Understanding state handling upon message redelivery
Hello! I am looking into using Goka for my stateful Kafka processing needs. I want some clarification on what I should expect from Goka's at-least once guarantees and how it handles state when messages are redelivered.
Consider the scenario where a processor processes a message with offset N (from an input stream) and updates the state (via ctx.SetValue), but then the processor crashes after writing the new state (fully or partially) but before committing offset N back to Kafka. On restart (or failover), Kafka will re-deliver the message at offset N (since the commit didn’t happen).
My understanding after having read the code is that on startup/rebalance, Goka replays the compacted changelog into local storage up to the last committed offset. Input consumption only resumes once this replay is complete. What is not clear to me is exactly what state will be reflected to the callback upon redelivery. When message N is redelivered, will ctx.Value() reflect the state before N was originally processed or will it be after? In other words, will ctx.Value() return the same thing every time message N is redelivered?

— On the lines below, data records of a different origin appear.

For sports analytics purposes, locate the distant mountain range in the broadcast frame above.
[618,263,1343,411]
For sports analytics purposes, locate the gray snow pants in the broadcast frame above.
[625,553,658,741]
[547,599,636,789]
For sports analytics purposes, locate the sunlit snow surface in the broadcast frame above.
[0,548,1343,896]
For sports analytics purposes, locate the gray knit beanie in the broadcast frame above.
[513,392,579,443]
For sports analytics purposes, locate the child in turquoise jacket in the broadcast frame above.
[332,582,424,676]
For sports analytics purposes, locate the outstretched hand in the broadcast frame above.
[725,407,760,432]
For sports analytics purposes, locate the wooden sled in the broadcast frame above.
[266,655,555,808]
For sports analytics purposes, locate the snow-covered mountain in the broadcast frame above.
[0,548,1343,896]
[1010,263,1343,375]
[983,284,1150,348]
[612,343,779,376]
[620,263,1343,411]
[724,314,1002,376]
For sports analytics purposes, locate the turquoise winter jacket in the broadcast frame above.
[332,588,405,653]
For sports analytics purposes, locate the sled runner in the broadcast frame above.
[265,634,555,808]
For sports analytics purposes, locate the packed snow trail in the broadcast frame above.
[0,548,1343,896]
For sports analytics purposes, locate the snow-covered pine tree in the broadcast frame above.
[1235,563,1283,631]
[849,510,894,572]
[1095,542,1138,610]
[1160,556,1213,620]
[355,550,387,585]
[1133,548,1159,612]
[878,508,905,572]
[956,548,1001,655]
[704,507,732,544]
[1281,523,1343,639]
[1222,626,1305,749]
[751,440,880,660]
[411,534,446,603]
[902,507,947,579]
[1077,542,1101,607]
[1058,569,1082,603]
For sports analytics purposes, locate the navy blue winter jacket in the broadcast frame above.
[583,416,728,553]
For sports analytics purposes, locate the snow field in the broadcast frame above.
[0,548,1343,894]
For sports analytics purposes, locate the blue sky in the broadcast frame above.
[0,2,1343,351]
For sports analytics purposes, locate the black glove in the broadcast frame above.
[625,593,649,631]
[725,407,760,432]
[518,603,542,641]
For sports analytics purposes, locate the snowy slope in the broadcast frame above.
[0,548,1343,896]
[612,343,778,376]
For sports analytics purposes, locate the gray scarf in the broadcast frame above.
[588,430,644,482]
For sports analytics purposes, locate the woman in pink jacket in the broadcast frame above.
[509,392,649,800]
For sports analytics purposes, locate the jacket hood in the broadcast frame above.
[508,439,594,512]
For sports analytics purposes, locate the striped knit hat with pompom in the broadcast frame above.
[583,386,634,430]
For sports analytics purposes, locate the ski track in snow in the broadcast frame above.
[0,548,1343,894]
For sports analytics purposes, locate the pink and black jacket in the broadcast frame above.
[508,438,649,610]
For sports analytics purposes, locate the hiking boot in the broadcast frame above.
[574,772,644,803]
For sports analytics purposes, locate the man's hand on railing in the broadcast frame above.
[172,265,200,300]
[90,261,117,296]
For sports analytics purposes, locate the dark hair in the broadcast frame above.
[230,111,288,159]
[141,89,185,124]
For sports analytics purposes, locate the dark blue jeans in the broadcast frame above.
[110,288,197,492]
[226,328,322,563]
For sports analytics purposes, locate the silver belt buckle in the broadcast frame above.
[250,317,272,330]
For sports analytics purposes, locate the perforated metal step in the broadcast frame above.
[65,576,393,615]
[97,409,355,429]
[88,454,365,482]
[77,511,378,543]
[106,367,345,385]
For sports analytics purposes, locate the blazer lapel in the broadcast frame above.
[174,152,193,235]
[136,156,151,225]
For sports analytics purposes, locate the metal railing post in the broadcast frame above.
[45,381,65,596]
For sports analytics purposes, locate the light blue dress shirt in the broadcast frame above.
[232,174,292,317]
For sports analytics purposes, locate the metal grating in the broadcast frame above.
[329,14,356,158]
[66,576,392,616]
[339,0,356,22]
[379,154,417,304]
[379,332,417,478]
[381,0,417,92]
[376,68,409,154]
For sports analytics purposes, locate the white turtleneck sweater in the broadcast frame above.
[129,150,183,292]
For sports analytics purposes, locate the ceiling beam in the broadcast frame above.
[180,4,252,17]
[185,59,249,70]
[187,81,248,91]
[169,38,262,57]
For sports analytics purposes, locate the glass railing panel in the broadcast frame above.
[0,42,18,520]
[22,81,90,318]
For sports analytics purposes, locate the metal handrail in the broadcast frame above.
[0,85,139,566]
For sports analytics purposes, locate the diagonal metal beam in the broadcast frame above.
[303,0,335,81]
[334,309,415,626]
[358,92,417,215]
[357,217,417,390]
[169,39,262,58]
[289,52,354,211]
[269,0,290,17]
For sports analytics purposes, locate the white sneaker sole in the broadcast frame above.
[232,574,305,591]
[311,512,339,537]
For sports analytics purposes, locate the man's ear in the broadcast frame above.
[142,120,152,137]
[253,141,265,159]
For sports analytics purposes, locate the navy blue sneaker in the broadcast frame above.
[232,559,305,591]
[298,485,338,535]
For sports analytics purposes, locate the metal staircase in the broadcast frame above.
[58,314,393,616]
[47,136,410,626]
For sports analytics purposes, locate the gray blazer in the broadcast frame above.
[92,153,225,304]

Moreover, does this answer vary across the following scenarios:
- State is updated in local storage but not persisted to the changelog topic
- State is updated in both local storage and persisted changelog topic
- State is persisted in changelog topic but not local storage (My understanding is this is not possible due to the ordering of state updates, but posing it to confirm).
Thanks!
These are great questions. I think @frairon can help you here.